Dworkin afirma que la explicación aportada por el positivismo es válida, pero sólo parcialmente. Es cierto que las normas regla son derecho, pero también lo son los principios. Según Dworkin existen prácticas que resultan habituales entre los operadores jurídicos y que predeterminan la forma cómo se aplica o se entiende qué es el derecho. Estas prácticas adquieren el aspecto de pautas de conducta y son decisivas para la solución de los casos difíciles, vale decir, de aquellos casos donde, de primera impresión, no existe ninguna regla aplicable.

Para Dworkin el derecho significa algo más que identificar normas y aplicarlas a casos concretos. Es un medio para concretizar los valores e ideales que le dan sentido a nuestra(s) práctica(s) jurídica(s). El derecho no consiste solo en las órdenes de un soberano, sino en lo que proyecta la historia y las expectativas de la comunidad en su conjunto. El derecho es una actividad interpretativa. Algo inacabado, cuya construcción nos vincula a todos en tanto sujetos morales.

Volviendo al caso del hombre que mató a su abuelo.

El caso es real. Fue resuelto por la Corte de Apelaciones del Estado de Nueva York a finales del Siglo XIX  [Riggs V. Palmer (1889)]. El hombre fue despojado de la herencia y condenado a pagar por su crimen.
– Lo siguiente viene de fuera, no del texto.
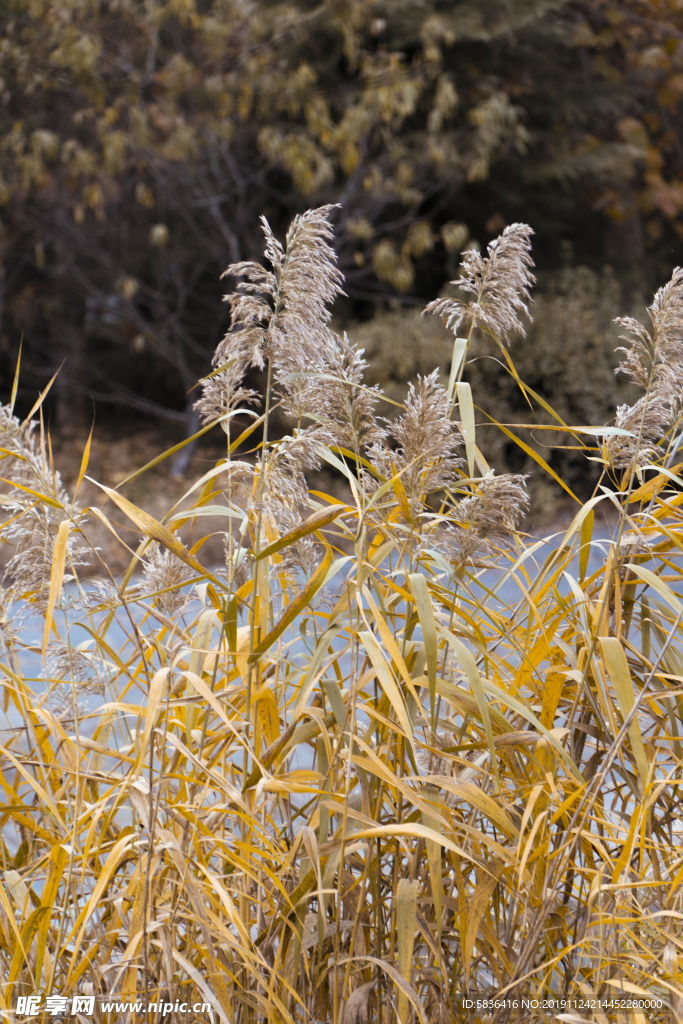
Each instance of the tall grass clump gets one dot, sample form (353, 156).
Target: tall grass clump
(392, 754)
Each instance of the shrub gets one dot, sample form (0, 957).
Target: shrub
(567, 356)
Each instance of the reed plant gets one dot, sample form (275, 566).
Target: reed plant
(394, 754)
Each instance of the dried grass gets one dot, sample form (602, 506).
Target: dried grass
(337, 778)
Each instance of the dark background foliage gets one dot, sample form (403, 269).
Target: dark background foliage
(140, 142)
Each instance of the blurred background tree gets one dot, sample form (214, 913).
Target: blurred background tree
(141, 139)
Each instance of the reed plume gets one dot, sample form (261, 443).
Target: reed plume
(500, 284)
(653, 360)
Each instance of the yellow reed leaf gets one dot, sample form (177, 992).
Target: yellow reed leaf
(407, 902)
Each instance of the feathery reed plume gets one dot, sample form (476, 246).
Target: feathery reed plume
(654, 361)
(426, 440)
(33, 522)
(67, 665)
(484, 522)
(344, 404)
(500, 284)
(162, 570)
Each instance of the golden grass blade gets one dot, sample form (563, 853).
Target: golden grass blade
(474, 910)
(315, 521)
(407, 902)
(467, 427)
(157, 531)
(43, 394)
(387, 681)
(15, 382)
(295, 608)
(617, 670)
(434, 862)
(426, 615)
(84, 462)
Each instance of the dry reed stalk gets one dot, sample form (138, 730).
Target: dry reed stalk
(340, 780)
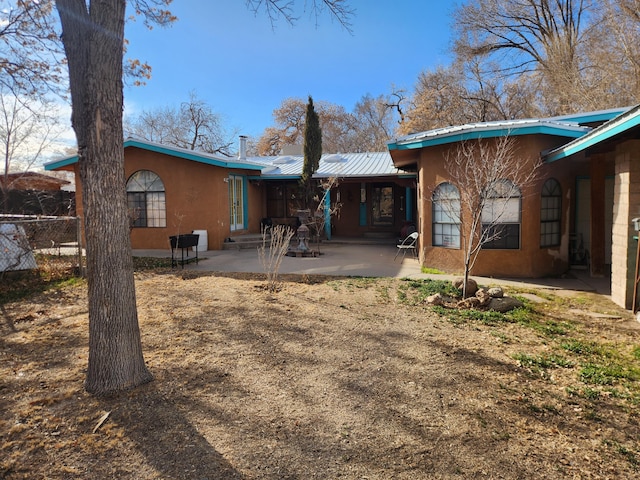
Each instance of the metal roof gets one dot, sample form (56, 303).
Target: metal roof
(501, 128)
(368, 164)
(208, 158)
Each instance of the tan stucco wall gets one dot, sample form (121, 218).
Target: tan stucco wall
(197, 198)
(347, 223)
(626, 207)
(529, 260)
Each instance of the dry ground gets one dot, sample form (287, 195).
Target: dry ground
(327, 378)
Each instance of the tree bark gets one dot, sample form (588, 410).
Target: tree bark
(93, 38)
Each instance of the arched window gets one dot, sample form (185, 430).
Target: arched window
(146, 200)
(446, 216)
(550, 213)
(501, 216)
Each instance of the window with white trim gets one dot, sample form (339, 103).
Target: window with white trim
(550, 213)
(501, 216)
(445, 203)
(146, 200)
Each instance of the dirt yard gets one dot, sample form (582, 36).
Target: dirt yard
(327, 378)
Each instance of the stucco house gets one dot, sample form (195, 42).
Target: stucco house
(580, 208)
(173, 190)
(579, 211)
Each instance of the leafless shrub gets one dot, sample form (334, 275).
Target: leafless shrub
(275, 244)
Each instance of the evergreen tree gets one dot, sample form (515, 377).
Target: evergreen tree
(312, 150)
(312, 143)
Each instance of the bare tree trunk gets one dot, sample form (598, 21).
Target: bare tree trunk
(93, 38)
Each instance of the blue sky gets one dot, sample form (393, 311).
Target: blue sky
(244, 68)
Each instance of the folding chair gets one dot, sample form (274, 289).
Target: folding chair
(408, 243)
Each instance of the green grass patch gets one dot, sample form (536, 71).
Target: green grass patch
(609, 374)
(150, 263)
(542, 362)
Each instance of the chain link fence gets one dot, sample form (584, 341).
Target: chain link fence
(30, 242)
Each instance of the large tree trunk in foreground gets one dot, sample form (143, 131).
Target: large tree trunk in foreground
(93, 37)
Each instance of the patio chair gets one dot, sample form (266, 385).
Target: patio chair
(408, 243)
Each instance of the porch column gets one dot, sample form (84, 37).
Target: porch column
(626, 206)
(597, 172)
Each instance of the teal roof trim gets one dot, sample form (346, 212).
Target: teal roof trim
(592, 117)
(172, 151)
(190, 155)
(475, 134)
(606, 131)
(63, 162)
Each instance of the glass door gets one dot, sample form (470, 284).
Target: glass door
(236, 201)
(382, 205)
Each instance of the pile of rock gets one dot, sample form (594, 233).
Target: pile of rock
(482, 298)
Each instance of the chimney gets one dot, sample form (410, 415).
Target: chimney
(242, 153)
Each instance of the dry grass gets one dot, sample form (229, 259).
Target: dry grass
(326, 378)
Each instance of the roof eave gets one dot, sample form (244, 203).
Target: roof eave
(541, 129)
(604, 132)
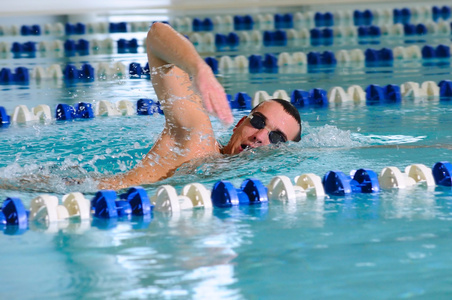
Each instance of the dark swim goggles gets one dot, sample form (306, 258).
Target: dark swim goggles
(258, 122)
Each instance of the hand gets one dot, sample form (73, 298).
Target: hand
(212, 94)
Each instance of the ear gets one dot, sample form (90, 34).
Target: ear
(239, 122)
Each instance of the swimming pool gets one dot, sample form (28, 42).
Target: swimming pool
(391, 244)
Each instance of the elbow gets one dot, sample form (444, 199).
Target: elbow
(153, 32)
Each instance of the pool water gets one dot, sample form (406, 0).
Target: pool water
(393, 244)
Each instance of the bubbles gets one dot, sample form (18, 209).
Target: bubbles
(327, 136)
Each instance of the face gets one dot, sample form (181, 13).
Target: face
(247, 136)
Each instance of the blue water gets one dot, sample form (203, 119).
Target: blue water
(394, 244)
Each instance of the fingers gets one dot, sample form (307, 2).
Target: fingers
(223, 110)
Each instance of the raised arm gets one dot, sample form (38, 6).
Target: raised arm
(186, 88)
(166, 46)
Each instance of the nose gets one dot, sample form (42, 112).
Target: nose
(261, 136)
Los jueces de ese estado sostuvieron que si bien ninguna regla resultaba aplicable a su caso, había un principio que no podían pasar desapercibido: nadie se puede beneficiar de su propio delito. Pero ese principio no estaba contenido en ninguna norma, tampoco en ninguna decisión judicial previa. No importaba. Los jueces sostuvieron que emanaba de la práctica de ese Estado. El derecho de Nueva York, afirmaron, se entiende mejor con una norma como esa que sin ella.
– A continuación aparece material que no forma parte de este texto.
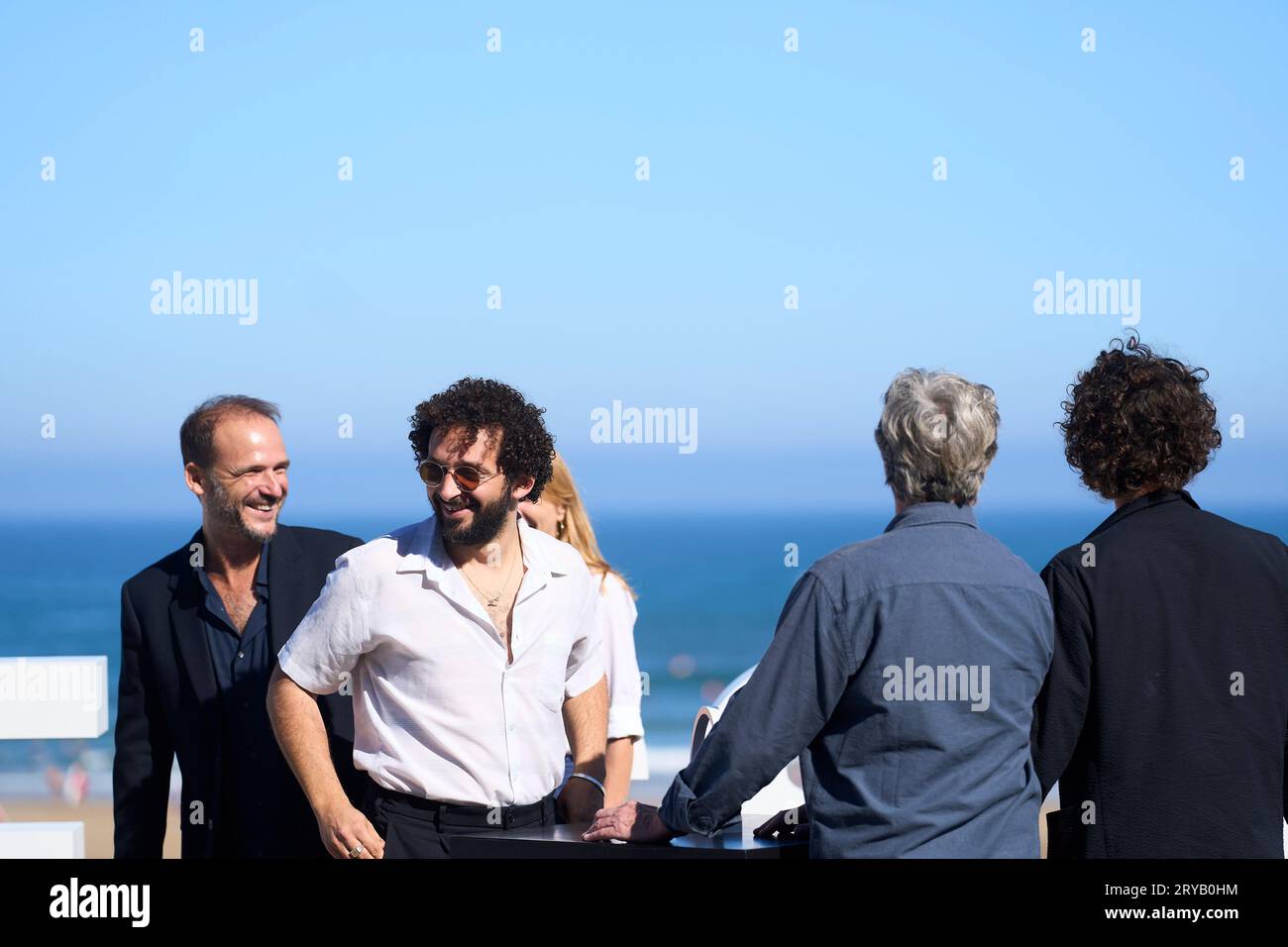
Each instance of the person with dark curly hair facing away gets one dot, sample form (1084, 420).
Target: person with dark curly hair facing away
(1164, 714)
(472, 646)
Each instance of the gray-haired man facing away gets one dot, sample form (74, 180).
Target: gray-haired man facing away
(903, 671)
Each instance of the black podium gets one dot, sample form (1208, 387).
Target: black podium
(566, 841)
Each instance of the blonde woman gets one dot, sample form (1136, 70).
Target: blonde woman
(562, 514)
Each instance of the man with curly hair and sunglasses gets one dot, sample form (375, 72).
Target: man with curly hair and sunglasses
(1164, 714)
(472, 647)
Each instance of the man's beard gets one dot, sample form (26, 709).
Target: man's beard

Ronald Dworkin murió hace exactamente un año en Inglaterra. Su legado es enorme. Muchas de las cosas que decimos acerca de qué es y cómo funciona el derecho se las debemos a él. Algunas de sus ideas han envejecido con el tiempo, pero lo que es innegable es que su impulso y potencia crítica han permitido avanzar al derecho de una forma impresionante.
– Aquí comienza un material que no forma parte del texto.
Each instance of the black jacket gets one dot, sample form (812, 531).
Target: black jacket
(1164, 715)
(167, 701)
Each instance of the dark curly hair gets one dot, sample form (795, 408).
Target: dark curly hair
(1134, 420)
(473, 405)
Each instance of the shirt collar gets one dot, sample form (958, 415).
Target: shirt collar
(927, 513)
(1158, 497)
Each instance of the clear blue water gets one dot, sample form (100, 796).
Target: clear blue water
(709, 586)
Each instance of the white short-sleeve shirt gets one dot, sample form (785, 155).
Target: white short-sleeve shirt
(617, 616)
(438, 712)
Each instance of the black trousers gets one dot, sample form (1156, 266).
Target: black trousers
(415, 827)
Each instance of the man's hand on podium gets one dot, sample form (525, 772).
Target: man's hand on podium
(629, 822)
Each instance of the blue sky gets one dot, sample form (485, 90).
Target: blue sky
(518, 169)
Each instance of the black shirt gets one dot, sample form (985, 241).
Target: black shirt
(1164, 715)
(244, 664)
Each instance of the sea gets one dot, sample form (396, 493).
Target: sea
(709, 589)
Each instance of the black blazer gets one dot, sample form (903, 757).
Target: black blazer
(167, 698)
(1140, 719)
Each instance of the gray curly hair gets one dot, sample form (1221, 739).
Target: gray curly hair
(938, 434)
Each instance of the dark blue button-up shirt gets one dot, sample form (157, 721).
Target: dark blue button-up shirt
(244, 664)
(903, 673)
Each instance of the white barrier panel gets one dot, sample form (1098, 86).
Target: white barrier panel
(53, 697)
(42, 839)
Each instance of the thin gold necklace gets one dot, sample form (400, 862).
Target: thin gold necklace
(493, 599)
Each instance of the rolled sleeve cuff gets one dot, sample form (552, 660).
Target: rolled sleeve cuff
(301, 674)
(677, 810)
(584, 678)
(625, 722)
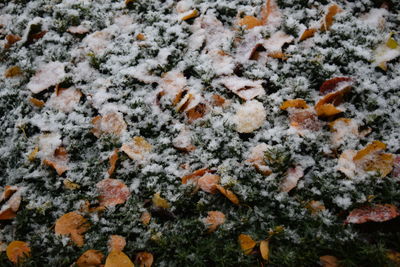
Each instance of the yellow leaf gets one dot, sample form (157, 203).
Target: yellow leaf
(160, 202)
(17, 250)
(118, 259)
(246, 243)
(264, 249)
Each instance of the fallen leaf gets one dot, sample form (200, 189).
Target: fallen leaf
(12, 72)
(228, 194)
(246, 243)
(294, 103)
(90, 258)
(73, 225)
(17, 251)
(374, 213)
(160, 202)
(118, 259)
(329, 261)
(144, 259)
(208, 183)
(113, 161)
(112, 192)
(116, 243)
(264, 249)
(213, 220)
(138, 149)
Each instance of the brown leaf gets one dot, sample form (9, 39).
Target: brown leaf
(144, 259)
(246, 243)
(18, 250)
(112, 192)
(90, 258)
(375, 213)
(73, 225)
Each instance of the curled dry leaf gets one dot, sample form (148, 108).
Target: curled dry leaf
(47, 75)
(329, 261)
(144, 259)
(208, 183)
(213, 220)
(12, 72)
(246, 243)
(294, 103)
(113, 161)
(12, 198)
(111, 123)
(264, 249)
(374, 213)
(90, 258)
(292, 177)
(138, 149)
(246, 89)
(250, 116)
(112, 192)
(17, 251)
(328, 20)
(145, 217)
(257, 159)
(74, 225)
(228, 194)
(118, 259)
(160, 202)
(116, 243)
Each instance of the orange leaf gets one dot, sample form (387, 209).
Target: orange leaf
(294, 103)
(90, 258)
(264, 249)
(228, 194)
(118, 259)
(112, 192)
(144, 259)
(375, 213)
(246, 243)
(74, 225)
(116, 243)
(18, 250)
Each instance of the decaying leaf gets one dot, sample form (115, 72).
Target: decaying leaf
(112, 192)
(246, 89)
(12, 72)
(90, 258)
(111, 123)
(213, 220)
(228, 194)
(118, 259)
(12, 198)
(264, 249)
(74, 225)
(116, 243)
(328, 20)
(144, 259)
(113, 161)
(17, 251)
(256, 158)
(145, 217)
(329, 261)
(208, 183)
(292, 177)
(246, 243)
(373, 213)
(294, 103)
(48, 75)
(138, 149)
(160, 202)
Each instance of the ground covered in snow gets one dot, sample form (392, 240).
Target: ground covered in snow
(202, 133)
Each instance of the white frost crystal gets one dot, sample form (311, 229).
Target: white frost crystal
(250, 116)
En su ensayo sobre el post script de Hart publicado en Justice in Robes, Dworkin (nos) decía:

“[…] en ocasiones como estas es difícil resistirse a hablar directamente a los jóvenes juristas que todavía no se han unido a una armada doctrinal. Por eso termino con este llamamiento a aquellos de vosotros que pensáis dedicaros a la filosofía del derecho. Cuando lo hagáis, aceptad las cargas legítimas de la filosofía y abandonad la tapadera de la neutralidad. Hablad por la señora Sorensen y por todos aquellos cuyo destino depende de juicios novedosos acerca de qué es lo que el derecho ya es. O si no podéis hablar por ellos, al menos dirigiros a ellos y explicad por qué no tienen derecho a lo que reclaman. Hablad a los abogados y jueces que deben estar preocupados por qué hacer con la nueva ley de Derechos Humanos. No les digáis a los jueces que deberían ejercer su discreción como les parezca mejor. Quieren saber cómo entender esa ley en tanto derecho, cómo decidir y desde qué antecedentes y de qué forma la libertad y la igualdad se han convertido ahora no sólo en ideales políticos sino en derechos jurídicos. Si los ayudáis, si habláis al mundo de esta forma, seréis más fieles a la genialidad y pasión de Herbert Hart que si seguís sus restringidas ideas sobre el carácter y límites de la filosofía jurídica analítica. Os advierto, sin embargo, que si seguís ese camino estáis en grave peligro de ser, digamos, interesantes” [1].

Vale la pena ser interesantes.

[1] DWORKIN, Ronald. La justicia con toga. Madrid, Marcial Pons, 2007, pp. 204.